Having the necessary infrastructure to support alternative fuel vehicles is crucial for program expansion. Photo courtesy of Penske Logistics

“The future of electrification in transportation will require all entities in the supply chain to evaluate and likely update their existing infrastructures for instances of 'last-mile’ deliveries, as well as warehousing and logistical operations beyond the processor level,” she explains. “Processors should stay current on emerging technologies to best meet those challenges.”

This includes understanding the necessary investments for incorporating high-tech solutions in their supply chains. “Processors can best leverage sustainable systems by carefully seeking out transportation and logistics providers that are working towards low- and zero-emission goals, energy-efficient practices, alternative vehicles, and the proper utilization of domestic fuels,” she relays.

Advancing technologies, meanwhile, are leading to greater adoption of eco-friendly strategies and will enable operators to better manage the large infrastructure and capital expenditure requirements, Matt Copot, Transervice Logistics’ vice president of maintenance, mentions.

When planning their sustainability strategies, dairy processors also should consider if they want to award business to third parties that meet specific eco targets, he says, noting that customers often based their purchase decisions on sustainability and environmental factors.
A new day is dawning

Processors can use telematics to evaluate vehicle and driver performance. Photo courtesy of Transervice Logistics Inc.

“Sustainability has gained increasing momentum in the transportation industry over the last several years and there is mounting pressure for fleets to not only dramatically reduce emissions but to adopt holistic and proactive management strategies that encompass all areas of fleet sustainability,” the State of Sustainable Fleets 2022 report states, adding that a fundamental shift away from gasoline- and diesel-based transportation is underway.

In addition, major market and regulatory forces from 2021 and early 2022 are helping to create a “perfect storm” that is driving an accelerated transition to clean vehicles and fuels, the report notes.
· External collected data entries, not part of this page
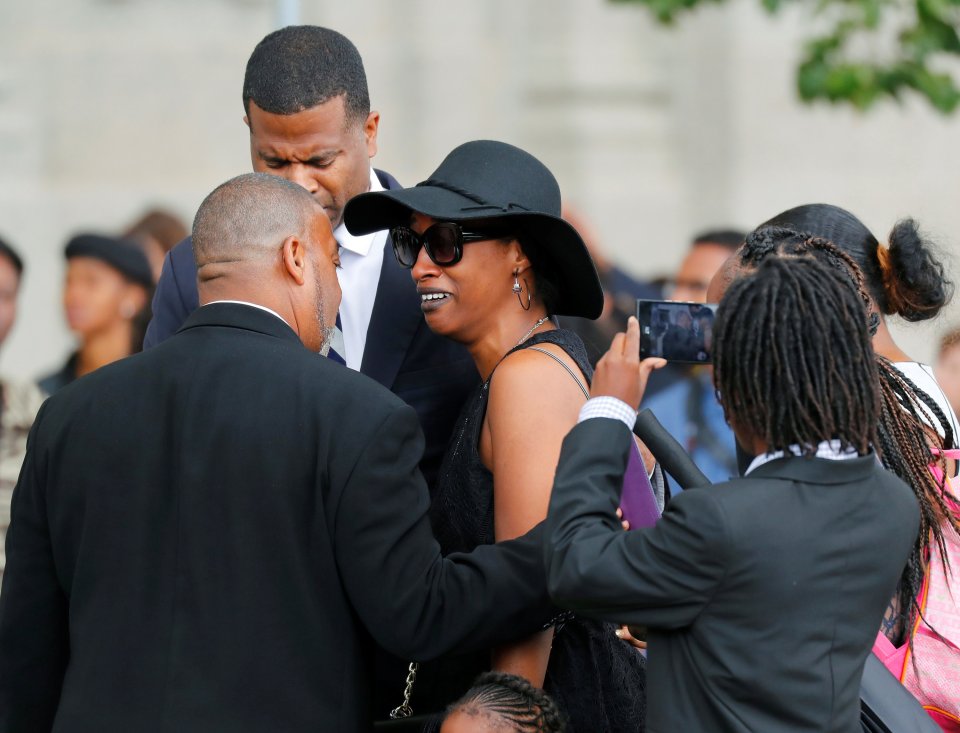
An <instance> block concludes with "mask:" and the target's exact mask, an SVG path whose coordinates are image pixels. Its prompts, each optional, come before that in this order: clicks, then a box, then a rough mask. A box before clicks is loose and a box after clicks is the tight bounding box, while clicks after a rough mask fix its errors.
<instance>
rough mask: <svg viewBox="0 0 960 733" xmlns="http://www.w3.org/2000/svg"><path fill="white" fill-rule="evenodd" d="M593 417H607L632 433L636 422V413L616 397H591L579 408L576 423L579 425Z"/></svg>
mask: <svg viewBox="0 0 960 733" xmlns="http://www.w3.org/2000/svg"><path fill="white" fill-rule="evenodd" d="M594 417H609V418H612V419H613V420H619V421H620V422H622V423H623V424H624V425H626V426H627V428H629V430H630V431H631V432H632V431H633V425H634V423H636V422H637V411H636V410H634V409H633V408H632V407H630V405H628V404H627V403H626V402H624V401H623V400H619V399H617V398H616V397H609V396H604V397H591V398H590V399H589V400H587V402H586V404H585V405H584V406H583V407H581V408H580V417H579V418H578V419H577V422H578V423H581V422H583V421H584V420H590V419H591V418H594Z"/></svg>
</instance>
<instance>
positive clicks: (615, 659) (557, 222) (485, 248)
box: [344, 141, 656, 732]
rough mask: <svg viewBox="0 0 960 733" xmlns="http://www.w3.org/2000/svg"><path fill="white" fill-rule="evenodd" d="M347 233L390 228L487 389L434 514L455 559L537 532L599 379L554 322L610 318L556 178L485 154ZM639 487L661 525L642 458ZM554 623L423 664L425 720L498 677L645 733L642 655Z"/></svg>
mask: <svg viewBox="0 0 960 733" xmlns="http://www.w3.org/2000/svg"><path fill="white" fill-rule="evenodd" d="M344 221H345V223H346V225H347V228H348V229H349V230H350V231H351V232H353V233H354V234H361V233H368V232H372V231H377V230H381V229H389V230H390V235H391V238H392V242H393V248H394V252H395V254H396V256H397V259H398V260H399V262H400V264H401V265H403V266H404V267H409V268H411V274H412V276H413V278H414V280H415V282H416V283H417V292H418V293H419V295H420V299H421V308H422V309H423V313H424V318H425V319H426V322H427V325H428V326H429V327H430V328H431V329H432V330H433V331H434V332H435V333H438V334H441V335H443V336H446V337H448V338H451V339H453V340H455V341H458V342H460V343H463V344H464V345H465V346H466V347H467V349H468V350H469V351H470V353H471V355H472V356H473V358H474V361H475V363H476V365H477V369H478V371H479V372H480V375H481V377H482V380H483V382H482V384H481V385H480V386H479V387H478V388H477V390H476V392H475V393H474V394H473V396H472V397H471V398H470V399H468V400H467V403H466V405H465V406H464V409H463V412H462V414H461V417H460V420H459V422H458V423H457V425H456V427H455V429H454V434H453V436H452V438H451V442H450V445H449V447H448V450H447V453H446V455H445V457H444V461H443V465H442V466H441V470H440V478H439V481H438V484H437V489H436V492H435V495H434V497H433V504H432V506H431V509H430V514H431V522H432V524H433V528H434V533H435V534H436V536H437V539H438V541H439V542H440V545H441V547H442V549H443V551H444V553H449V552H457V551H470V550H472V549H473V548H475V547H476V546H477V545H480V544H484V543H492V542H496V541H499V540H504V539H508V538H511V537H516V536H519V535H521V534H523V533H525V532H526V531H527V530H529V529H530V528H531V527H533V526H534V525H535V524H536V523H537V522H539V521H540V520H542V519H543V518H544V517H545V516H546V512H547V504H548V501H549V497H550V490H551V487H552V485H553V477H554V471H555V469H556V465H557V460H558V457H559V454H560V445H561V442H562V440H563V438H564V436H565V435H566V433H567V432H568V431H569V430H570V428H572V427H573V425H574V424H575V423H576V421H577V416H578V413H579V410H580V408H581V407H582V405H583V404H584V402H585V401H586V399H587V396H588V389H587V385H588V384H589V379H590V377H591V376H592V370H591V367H590V364H589V361H588V359H587V355H586V352H585V350H584V347H583V344H582V342H581V341H580V339H579V338H578V337H577V336H576V335H575V334H573V333H572V332H570V331H567V330H564V329H560V328H558V326H557V323H556V321H555V319H553V316H555V315H571V316H582V317H586V318H596V317H597V316H598V315H600V311H601V309H602V306H603V294H602V292H601V289H600V282H599V279H598V277H597V272H596V269H595V267H594V265H593V262H592V260H591V259H590V255H589V254H588V252H587V250H586V247H585V245H584V243H583V241H582V239H581V238H580V236H579V234H578V233H577V231H576V230H575V229H574V228H573V227H572V226H570V225H569V224H568V223H566V222H565V221H563V219H561V218H560V190H559V187H558V186H557V182H556V180H555V179H554V177H553V175H552V174H551V173H550V171H549V170H548V169H547V168H546V167H545V166H544V165H543V164H542V163H541V162H540V161H538V160H537V159H536V158H534V157H533V156H531V155H530V154H528V153H526V152H524V151H522V150H520V149H518V148H515V147H513V146H511V145H507V144H505V143H499V142H493V141H475V142H470V143H466V144H464V145H461V146H460V147H458V148H456V149H455V150H454V151H453V152H452V153H450V155H448V156H447V158H446V159H445V160H444V161H443V163H442V164H441V165H440V167H439V168H438V169H437V170H436V171H435V172H434V173H433V174H432V175H431V177H430V178H429V179H427V180H426V181H424V182H422V183H420V184H418V185H417V186H415V187H413V188H408V189H400V190H390V191H383V192H377V193H368V194H362V195H360V196H358V197H356V198H354V199H353V200H352V201H351V202H350V203H349V204H348V205H347V207H346V210H345V213H344ZM628 481H629V482H630V483H631V484H635V486H632V488H633V489H634V490H635V491H639V492H641V493H642V495H643V498H644V499H645V500H646V501H647V502H648V505H649V506H650V516H648V517H647V518H646V521H648V522H652V521H654V520H655V515H656V504H655V499H654V497H653V492H652V489H651V488H650V485H649V481H648V479H647V475H646V471H645V470H644V468H643V465H642V462H641V460H640V459H639V457H638V456H634V457H633V470H632V471H630V472H629V473H628ZM556 621H557V623H556V624H555V625H554V626H553V627H551V628H547V629H546V630H544V631H543V632H541V633H539V634H537V635H535V636H533V637H530V638H527V639H524V640H521V641H519V642H517V643H515V644H512V645H510V646H507V647H502V648H498V649H494V650H491V651H490V652H487V653H484V654H480V655H471V656H461V657H456V658H448V659H442V660H439V661H438V662H434V663H430V664H427V665H424V666H423V667H421V669H420V670H419V675H418V678H417V681H416V684H415V686H414V690H413V698H412V706H413V708H414V709H415V710H416V711H417V712H418V713H419V712H427V711H430V712H437V711H441V710H443V708H444V707H445V706H446V705H447V704H449V703H450V702H452V701H453V700H455V699H457V698H458V697H459V696H460V695H462V694H463V692H464V691H465V690H466V689H467V688H468V687H469V686H470V683H471V682H472V680H473V679H474V678H475V677H476V675H477V674H478V673H479V672H481V671H483V670H484V669H490V668H491V667H492V668H493V669H496V670H498V671H502V672H508V673H513V674H519V675H521V676H523V677H525V678H526V679H528V680H529V681H530V682H532V683H533V684H534V685H536V686H538V687H543V688H544V689H546V690H547V692H549V693H550V694H551V695H552V696H553V697H554V698H555V699H556V700H557V702H558V704H559V705H560V706H561V707H562V708H563V709H564V711H565V712H566V714H567V715H568V716H569V718H570V730H571V731H598V730H604V731H612V732H616V731H636V730H641V729H642V727H643V723H642V721H643V711H644V707H645V700H644V660H643V657H642V656H641V655H640V654H639V653H638V652H637V651H636V650H635V649H633V648H631V647H628V646H627V645H626V644H625V643H624V642H621V641H620V640H619V639H618V638H617V637H616V636H615V629H614V627H612V626H610V625H604V624H600V623H596V622H592V621H586V620H581V619H578V618H563V619H556Z"/></svg>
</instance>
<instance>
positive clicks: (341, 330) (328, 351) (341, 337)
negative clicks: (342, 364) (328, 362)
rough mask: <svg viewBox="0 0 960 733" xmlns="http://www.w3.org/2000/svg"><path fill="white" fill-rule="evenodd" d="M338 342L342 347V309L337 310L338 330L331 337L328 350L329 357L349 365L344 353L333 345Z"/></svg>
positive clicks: (342, 339)
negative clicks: (340, 352)
mask: <svg viewBox="0 0 960 733" xmlns="http://www.w3.org/2000/svg"><path fill="white" fill-rule="evenodd" d="M334 344H337V345H338V346H340V347H341V348H342V344H343V329H342V328H341V327H340V311H337V325H336V330H335V331H334V333H333V338H331V339H330V350H329V351H327V358H328V359H331V360H333V361H335V362H337V363H338V364H343V365H344V366H346V365H347V360H346V359H344V358H343V355H342V354H341V353H340V352H339V351H338V350H337V349H335V348H333V345H334Z"/></svg>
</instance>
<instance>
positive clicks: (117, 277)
mask: <svg viewBox="0 0 960 733" xmlns="http://www.w3.org/2000/svg"><path fill="white" fill-rule="evenodd" d="M64 256H65V257H66V259H67V277H66V281H65V283H64V288H63V308H64V312H65V314H66V316H67V324H68V325H69V327H70V330H71V331H73V332H74V333H75V334H77V336H78V337H79V339H80V346H79V348H78V349H77V350H76V351H75V352H74V353H73V354H71V355H70V358H69V359H67V363H66V364H64V366H63V367H62V368H61V369H59V370H58V371H56V372H54V373H53V374H49V375H47V376H46V377H44V378H42V379H41V380H40V381H39V384H40V388H41V389H42V390H43V391H44V392H46V393H47V394H53V393H55V392H56V391H57V390H59V389H61V388H62V387H65V386H66V385H68V384H69V383H70V382H72V381H73V380H74V379H76V378H77V377H82V376H83V375H84V374H88V373H90V372H92V371H94V370H96V369H99V368H100V367H102V366H105V365H106V364H109V363H111V362H114V361H117V360H118V359H122V358H124V357H126V356H130V354H134V353H136V352H138V351H140V349H141V347H142V345H143V330H144V327H145V325H146V323H147V322H148V321H149V320H150V316H149V303H150V297H151V295H152V293H153V274H152V272H151V270H150V262H149V261H148V260H147V256H146V255H145V254H144V253H143V251H142V250H141V249H140V248H139V247H138V246H136V245H135V244H133V243H132V242H127V241H125V240H122V239H116V238H114V237H108V236H104V235H101V234H79V235H77V236H76V237H74V238H73V239H71V240H70V241H69V242H68V243H67V246H66V248H65V249H64Z"/></svg>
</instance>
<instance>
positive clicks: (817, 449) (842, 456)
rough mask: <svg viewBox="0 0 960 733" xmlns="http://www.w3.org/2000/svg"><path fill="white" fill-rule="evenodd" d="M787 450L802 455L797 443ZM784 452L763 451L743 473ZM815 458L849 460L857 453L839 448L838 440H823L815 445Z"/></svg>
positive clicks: (848, 450)
mask: <svg viewBox="0 0 960 733" xmlns="http://www.w3.org/2000/svg"><path fill="white" fill-rule="evenodd" d="M788 450H789V451H790V453H791V454H793V455H795V456H802V455H803V451H802V450H800V446H799V445H791V446H790V447H789V448H788ZM784 455H786V453H785V452H784V451H782V450H778V451H774V452H773V453H764V454H763V455H759V456H757V457H756V458H754V459H753V461H752V462H751V463H750V466H749V467H748V468H747V470H746V471H744V473H743V475H744V476H746V475H747V474H748V473H750V472H751V471H753V470H754V469H756V468H760V466H762V465H763V464H764V463H769V462H770V461H775V460H777V459H778V458H783V457H784ZM816 457H817V458H826V459H827V460H828V461H849V460H850V459H851V458H858V457H859V454H858V453H857V452H856V451H855V450H854V449H853V448H847V449H846V450H843V449H841V448H840V441H839V440H836V439H834V440H824V441H823V442H822V443H820V444H819V445H818V446H817V453H816Z"/></svg>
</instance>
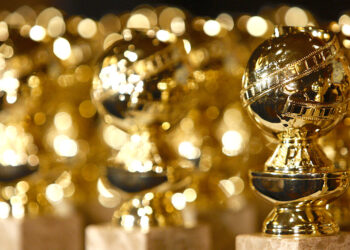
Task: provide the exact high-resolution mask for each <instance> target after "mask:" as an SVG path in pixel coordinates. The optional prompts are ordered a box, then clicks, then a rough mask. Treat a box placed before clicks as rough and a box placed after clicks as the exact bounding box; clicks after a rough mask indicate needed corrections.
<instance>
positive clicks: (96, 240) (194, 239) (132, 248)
mask: <svg viewBox="0 0 350 250" xmlns="http://www.w3.org/2000/svg"><path fill="white" fill-rule="evenodd" d="M85 246H86V250H96V249H98V250H178V249H191V250H210V249H211V242H210V232H209V227H207V226H205V225H198V226H196V227H192V228H184V227H151V228H149V230H148V231H147V232H143V231H141V230H139V229H134V230H131V231H128V230H125V229H124V228H121V227H116V226H113V225H112V224H100V225H91V226H88V227H87V228H86V245H85Z"/></svg>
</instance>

“Billions of dollars of public and private sector investments have been made, a growing number of ambitious greenhouse gas reduction goals and policies are being put into place, and an increasing zero-emission regulatory framework are all combining to hasten the transition that will occur in the coming decades,” the report states. “A strong foundation for this transformation has been firmly established and transportation stakeholders recognize that they must continue the path forward to a more sustainable future.”